[GLUTEN-11383][VL] Allow bloom filter pushdown in hash probe by infvg · Pull Request #11392 · apache/gluten

infvg · 2026-01-12T10:28:43Z

Added spark.gluten.sql.columnar.backend.velox.hash_probe_bloom_filter_pushdown_max_size and spark.gluten.sql.columnar.backend.velox.hash_probe_dynamic_filter_pushdown_enabled as config options for velox

Resolves: #11383

marin-ma

Please run dev/gen-all-config-docs.sh when adding or modifying the configurations.

These configurations are not actually passed to and used by the Velox Backend. Do you plan to enable it in this patch?

marin-ma · 2026-01-12T10:35:23Z

backends-velox/src/main/scala/org/apache/gluten/config/VeloxConfig.scala

+    buildConf("spark.gluten.sql.columnar.backend.velox.hash_probe_bloom_filter_pushdown_max_size")
+      .doc("The maximum byte size of Bloom filter that can be generated from hash probe. When set to 0, no Bloom filter will be generated.
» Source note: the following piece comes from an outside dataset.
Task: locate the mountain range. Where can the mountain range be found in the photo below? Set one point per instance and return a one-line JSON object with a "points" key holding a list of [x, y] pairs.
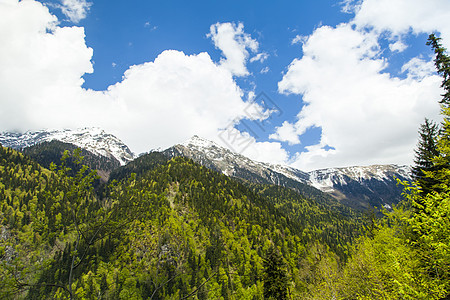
{"points": [[358, 187]]}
To achieve optimal performance, this should not be too larger than the CPU cache size on the host.")
+      .intConf
+      .createWithDefault(0)


The configuration type and default value are incorrect.
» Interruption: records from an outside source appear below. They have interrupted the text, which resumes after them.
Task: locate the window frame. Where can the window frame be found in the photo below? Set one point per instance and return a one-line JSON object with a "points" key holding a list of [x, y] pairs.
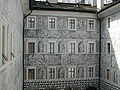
{"points": [[69, 47], [34, 73], [70, 73], [31, 41], [49, 73], [88, 49], [55, 23], [69, 23], [93, 71], [108, 24], [48, 46], [107, 47], [107, 76], [28, 21], [89, 25]]}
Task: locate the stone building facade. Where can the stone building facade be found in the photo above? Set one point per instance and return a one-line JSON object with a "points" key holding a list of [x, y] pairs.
{"points": [[110, 43], [62, 47], [61, 50], [11, 43]]}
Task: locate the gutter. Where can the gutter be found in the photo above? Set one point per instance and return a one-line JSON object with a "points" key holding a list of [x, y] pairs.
{"points": [[99, 51], [109, 6]]}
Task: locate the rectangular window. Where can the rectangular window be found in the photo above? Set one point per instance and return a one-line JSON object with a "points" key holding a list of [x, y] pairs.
{"points": [[108, 74], [108, 47], [72, 47], [4, 44], [51, 73], [52, 47], [52, 23], [91, 48], [108, 22], [71, 23], [91, 72], [91, 24], [31, 22], [31, 74], [71, 72], [31, 47]]}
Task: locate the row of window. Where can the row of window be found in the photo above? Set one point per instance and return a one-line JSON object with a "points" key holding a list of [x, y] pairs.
{"points": [[52, 23], [51, 73], [9, 43], [31, 73], [73, 47]]}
Seems like the variable name and the configuration don't match.

val COLUMNAR_VELOX_HASH_PROBE_DYNAMIC_FILTER_PUSHDOWN_ENABLED = buildConf("spark.gluten.sql.columnar.backend.velox.hash_probe_bloom_filter_pushdown_max_size")

marin-ma · 2026-01-12T10:35:32Z

backends-velox/src/main/scala/org/apache/gluten/config/VeloxConfig.scala

+    buildConf("spark.gluten.sql.columnar.backend.velox.hash_probe_dynamic_filter_pushdown_enabled")
+      .doc("Whether hash probe can generate any dynamic filter (including Bloom filter) and push down to upstream operators.")
+      .booleanConf
+      .createWithDefault(true)


rui-mo

+1. Could you please pass this configuration to Velox’s query context so that Gluten users can control the behavior via Scala configuration?

PHILO-HE · 2026-01-13T03:23:52Z

backends-velox/src/main/scala/org/apache/gluten/config/VeloxConfig.scala

      .createWithDefault(4194304L)

+  val COLUMNAR_VELOX_HASH_PROBE_BLOOM_FILTER_PUSHDOWN_MAX_SIZE =
+    buildConf("spark.gluten.sql.columnar.backend.velox.hash_probe_bloom_filter_pushdown_max_size")


Should we follow the camel case naming convention for consistency instead of using underscore case?

The other variables in this scope are all underscore though

@infvg, let me clarify. I meant the use of hash_probe_bloom_filter_pushdown_max_size in the config string. Should we convert it to camel case for consistency?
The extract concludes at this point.